Cory Doctorow Profile picture
Oct 21 38 tweets 9 min read
What's worse than a tool that doesn't work? One that *does* work, *nearly* perfectly, except when it fails in unpredictable and subtle ways. 1/ An old fashioned hand-cranked meat-grinder; a fan of documen
If you'd like an essay-formatted version of this thread to read or share, here's a link to it on pluralistic.net, my surveillance-free, ad-free, tracker-free blog:

pluralistic.net/2022/10/21/let… 2/
Such a tool is bound to become indispensable, and even if you know it might fail eventually, maintaining vigilance in the face of long stretches of reliability is impossible:

techcrunch.com/2021/09/20/mit… 3/
Even worse than a tool that is *known* to fail in subtle and unpredictable ways is one that is believed to be flawless, whose errors are so subtle that they remain undetected, despite the havoc they wreak as their subtle, consistent errors pile up over time 4/
This is the great risk of machine-learning models, whether we call them "classifiers" or "decision support systems." 5/
These work well enough that it's easy to trust them, and the people who fund their development do so with the hopes that they can perform at scale - specifically, at a scale too vast to have "humans in the loop." 6/
There's no market for a machine-learning autopilot, or content moderation algorithm, or loan officer, if all it does is cough up a recommendation for a human to evaluate. 7/
Either that system will work so poorly that it gets thrown away, or it works so well that the inattentive human just button-mashes "OK" every time a dialog box appears. 8/
That's why attacks on machine-learning systems are so frightening and compelling: if you can poison an ML model so that it *usually* works, but fails in ways that the attacker can predict and the user of the model doesn't even notice, the scenarios write themselves. 9/
Say, an autopilot that can be made to accelerate into oncoming traffic by adding a small, innocuous sticker to the street scene:

keenlab.tencent.com/en/whitepapers… 10/
The first attacks on ML systems focused on uncovering accidental "adversarial examples" - naturally occurring defects in models that caused them to perceive, say, turtles as AR-15s:

theverge.com/2017/11/2/1659… 11/
But the next generation of research focused on *introducing* these defects - backdooring the training data, or the training process, or the compiler used to produce the model.

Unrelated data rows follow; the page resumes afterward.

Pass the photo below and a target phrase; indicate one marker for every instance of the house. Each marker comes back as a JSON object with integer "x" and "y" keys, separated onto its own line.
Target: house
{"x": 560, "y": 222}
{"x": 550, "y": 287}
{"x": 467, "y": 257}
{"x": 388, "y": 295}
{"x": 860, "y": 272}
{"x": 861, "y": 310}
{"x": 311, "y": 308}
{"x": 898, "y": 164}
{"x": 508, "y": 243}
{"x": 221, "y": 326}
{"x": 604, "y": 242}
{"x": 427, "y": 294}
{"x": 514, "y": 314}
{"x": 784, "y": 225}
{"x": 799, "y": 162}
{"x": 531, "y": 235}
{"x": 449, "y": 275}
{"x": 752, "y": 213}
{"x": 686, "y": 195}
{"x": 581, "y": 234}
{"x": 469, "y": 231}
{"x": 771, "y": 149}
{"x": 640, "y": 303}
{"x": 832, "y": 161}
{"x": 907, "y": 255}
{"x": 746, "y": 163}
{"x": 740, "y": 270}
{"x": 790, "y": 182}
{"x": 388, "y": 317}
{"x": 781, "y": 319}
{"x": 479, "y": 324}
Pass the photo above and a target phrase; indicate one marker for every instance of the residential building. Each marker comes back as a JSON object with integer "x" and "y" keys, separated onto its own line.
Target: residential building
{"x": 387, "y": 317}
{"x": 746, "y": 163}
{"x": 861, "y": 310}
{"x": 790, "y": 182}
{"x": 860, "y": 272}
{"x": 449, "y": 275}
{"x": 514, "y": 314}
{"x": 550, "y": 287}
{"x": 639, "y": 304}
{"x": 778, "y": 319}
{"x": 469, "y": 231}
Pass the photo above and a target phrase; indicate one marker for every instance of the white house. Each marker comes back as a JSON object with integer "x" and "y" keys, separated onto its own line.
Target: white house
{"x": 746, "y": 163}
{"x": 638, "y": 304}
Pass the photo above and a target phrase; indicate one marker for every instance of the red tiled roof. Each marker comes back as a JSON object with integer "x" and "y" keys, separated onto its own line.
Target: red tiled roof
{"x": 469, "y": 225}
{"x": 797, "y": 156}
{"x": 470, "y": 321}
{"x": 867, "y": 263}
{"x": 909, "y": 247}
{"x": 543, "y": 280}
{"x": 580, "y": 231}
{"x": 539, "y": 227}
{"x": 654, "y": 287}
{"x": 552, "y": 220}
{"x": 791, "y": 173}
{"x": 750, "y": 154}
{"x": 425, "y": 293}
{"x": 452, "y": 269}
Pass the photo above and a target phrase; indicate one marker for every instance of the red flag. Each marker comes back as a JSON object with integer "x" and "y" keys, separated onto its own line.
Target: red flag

Each of these pushed up the costs of producing a model:

pluralistic.net/2022/10/11/ren… 12/
Taken together, they require would-be model-makers to recheck millions of training datapoints, hand-audit millions of lines of decompiled compiler source-code, and then personally oversee the introduction of the data to the model to ensure that there isn't "ordering bias." 13/
Each of these tasks has to be undertaken by people who are both skilled and implicitly trusted, since any one of them might introduce a defect that the others can't readily detect. 14/
You could hypothetically hire twice as many semi-trusted people to independently perform the same work and then compare their results, but you still might miss something, and finding all those skilled workers is not just expensive - it might be *impossible*. 15/
Given this, people who are invested in ML systems can be expected to downplay the consequences of poisoned ML - "How bad can it really be?" they'll ask, or "Surely we'll be able to detect backdoors after the fact by carefully evaluating the models' real-world performance." 16/
(When that fails, they'll fall back to "But we'll have humans in the loop!")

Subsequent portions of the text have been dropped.